The thing is that I don’t find myself getting is turned on as much as I did when I was kept in a chastity device. It takes longer to get me hard when she teases me. I don’t find myself straining to get to the edge. I can’t say with any certainty that things would be different if I were locked up, but I know that my current loss of urgency seems to correspond with the lack of a cage.
The other night after Mrs. Lion spanked me, she called me into the bathroom to soap my mouth. I found myself getting hard when I realized what she was about to do. I was embarrassed that she might see my growing penis. Once she got to work rubbing soap into every corner of my mouth, my penis returned to its flaccid state. Other times, when told to sit on my punishment stool in the corner, I find myself getting hard as well. Ironically, when I’m about to be spanked I stay completely flaccid.
That means an erection is not my general reaction to punishment. But I am excited by random activities. Like wearing a chastity device, none of these activities are designed to provide sexual excitement. None involve stimulating my penis. Yet, it reacts as if it has a mind of its own.
Most of the time when I’m locked up, I’m not even aware the chastity device is there. I don’t feel any little sexual tingles when I realize my penis is under lock and key. I don’t even try to get hard when Mrs. Lion tickles my balls and reminds me that her weenie is locked up. I don’t think that means it has no effect. Just as I don’t show any physical sign that I like to be spanked, starting an erection when locked in a chastity device isn’t necessary to indicate I’m aroused by my predicament.
Could it be that I’m turned on by the situation itself? Being sexually helpless locked in a chastity device is clearly the raw material of fantasy. Similarly, being subjected to corporal punishment is another area of hot fantasy for me. Maybe we stopped understanding that all this stuff serves dual purposes: The obvious one is exercise of control and inflicting punishment. The more subtle one is that these activities sexually arouse me because they make me realize I don’t have control.
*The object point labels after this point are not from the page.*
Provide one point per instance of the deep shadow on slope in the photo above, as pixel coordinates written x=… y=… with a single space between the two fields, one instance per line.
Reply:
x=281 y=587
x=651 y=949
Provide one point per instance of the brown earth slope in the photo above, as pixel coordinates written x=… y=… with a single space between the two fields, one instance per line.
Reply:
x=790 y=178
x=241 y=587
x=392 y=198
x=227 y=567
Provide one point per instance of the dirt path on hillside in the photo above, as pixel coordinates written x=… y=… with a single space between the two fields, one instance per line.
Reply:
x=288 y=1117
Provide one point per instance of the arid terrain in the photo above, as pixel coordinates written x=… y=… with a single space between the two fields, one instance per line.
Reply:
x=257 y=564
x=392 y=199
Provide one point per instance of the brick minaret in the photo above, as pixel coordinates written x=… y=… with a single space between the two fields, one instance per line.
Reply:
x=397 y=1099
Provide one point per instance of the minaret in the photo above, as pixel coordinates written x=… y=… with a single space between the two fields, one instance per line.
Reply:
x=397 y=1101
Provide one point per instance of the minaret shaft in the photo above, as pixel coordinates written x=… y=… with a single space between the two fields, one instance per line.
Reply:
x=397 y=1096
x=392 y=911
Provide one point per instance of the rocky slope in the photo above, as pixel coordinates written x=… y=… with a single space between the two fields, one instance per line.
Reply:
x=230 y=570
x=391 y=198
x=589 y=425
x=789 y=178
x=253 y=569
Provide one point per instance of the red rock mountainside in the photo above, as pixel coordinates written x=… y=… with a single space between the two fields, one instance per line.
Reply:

Mrs. Lion has kept me wild to make it easier for me. I don’t think that she considered the sexual side effect of leaving me unlocked. Similarly, the lack of punishments shows that I’ve learned how to do what she wishes, but also has taken away a source of excitement. I want to be good and do what I’m told. In a way, I’m punished when I do.
When Mrs. Lion wrote about using the silent treatment as a punishment, I realized that unintended silence, like withholding of punishment and lockup in the chastity device, affects me as well. For the record, I don’t think the silent treatment is ever a good idea. It plays into my deepest fear of being abandoned.
It would seem that remaining unpunished is a reward for good behavior. Of course, it is. However, it also takes something away that I need. Fixing this is not terribly difficult. Returning me to the Jail Bird is simple. More difficult is assuring that I am receiving punishments. In my mind punishment isn’t the same as play. Spanking me for no reason is play and doesn’t have the same effect. I guess I need some new, easier-to-break rules. I also think that Mrs. Lion’s idea of changing punishment from a single spanking to a series over days is another way to light the fire.
I thought her idea was pretty clever. Depending on how she feels about an offense, she can sentence me to a series of spankings that can stretch from one (hopefully two or more) to one a day for more than a week. Aside from making sure that she makes a lasting impression, she will also be reviving the turn on for me.
If spankings are multi-day and I commit an offense before she completes my sentence, she can simply add the new sentence onto the end of the current one. I can see myself getting a daily spanking for quite some time if I’m not careful. Similarly, her spanking desserts affect me as well. I hope she continues them. We have a punishments stool and lots of soap. She may come up with other ideas as well.
It’s a little difficult to acknowledge that being punished as part of our FLRD is also something I need. I don’t think that the fact that it helps me sexually takes away from its value as a teaching tool. If anything, it gives my lioness additional incentive to find opportunities to correct me.